PyTorch PPML Framework Tutorial¶
This tutorial presents a framework for developing PPML (Privacy-Preserving Machine Learning) applications with Intel SGX and Graphene. We use PyTorch as an example ML framework. However, this tutorial can be applied to other ML frameworks like OpenVINO, TensorFlow, etc.
Machine Learning (ML) is increasingly utilized in many real-world applications. ML algorithms are first trained on massive amounts of known past data and then deployed to interpret unknown future data, which allows us to forecast weather, classify images, recommend content, and so on.
As machine learning pervades our daily lives, privacy concerns emerge as one of the key issues about this technology. In this tutorial, we focus on protecting the confidentiality and integrity of the input data when the computation takes place on an untrusted platform such as a public cloud virtual machine. We also protect the model for cases where the model owner is concerned about protecting their IP. In particular, we highlight how to build the PPML framework based on PyTorch in an untrusted cloud using Intel SGX and Graphene.

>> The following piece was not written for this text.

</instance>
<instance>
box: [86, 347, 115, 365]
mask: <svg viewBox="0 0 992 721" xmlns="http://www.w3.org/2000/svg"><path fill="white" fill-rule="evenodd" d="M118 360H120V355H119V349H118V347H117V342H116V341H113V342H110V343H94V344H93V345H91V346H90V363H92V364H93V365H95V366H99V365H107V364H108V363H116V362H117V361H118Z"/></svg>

In general, ML workloads have two phases: training and inference. Both can be viewed as an application that takes inputs and produces an output. Training applications take a training dataset as input and produce a trained model. Inference applications take new data and the trained model as inputs and produce the result (the prediction).
The goal of this tutorial is to show how these applications – PyTorch workloads in particular – can run in an untrusted environment (like a public cloud), while still ensuring the confidentiality and integrity of sensitive input data and the model. To this end, we use Intel SGX enclaves to isolate PyTorch’s execution to protect data confidentiality and integrity, and to provide a cryptographic proof that the program is correctly initialized and running on legitimate hardware with the latest patches. We also use Graphene to simplify the task of porting PyTorch to SGX, without any changes to the ML application and scripts.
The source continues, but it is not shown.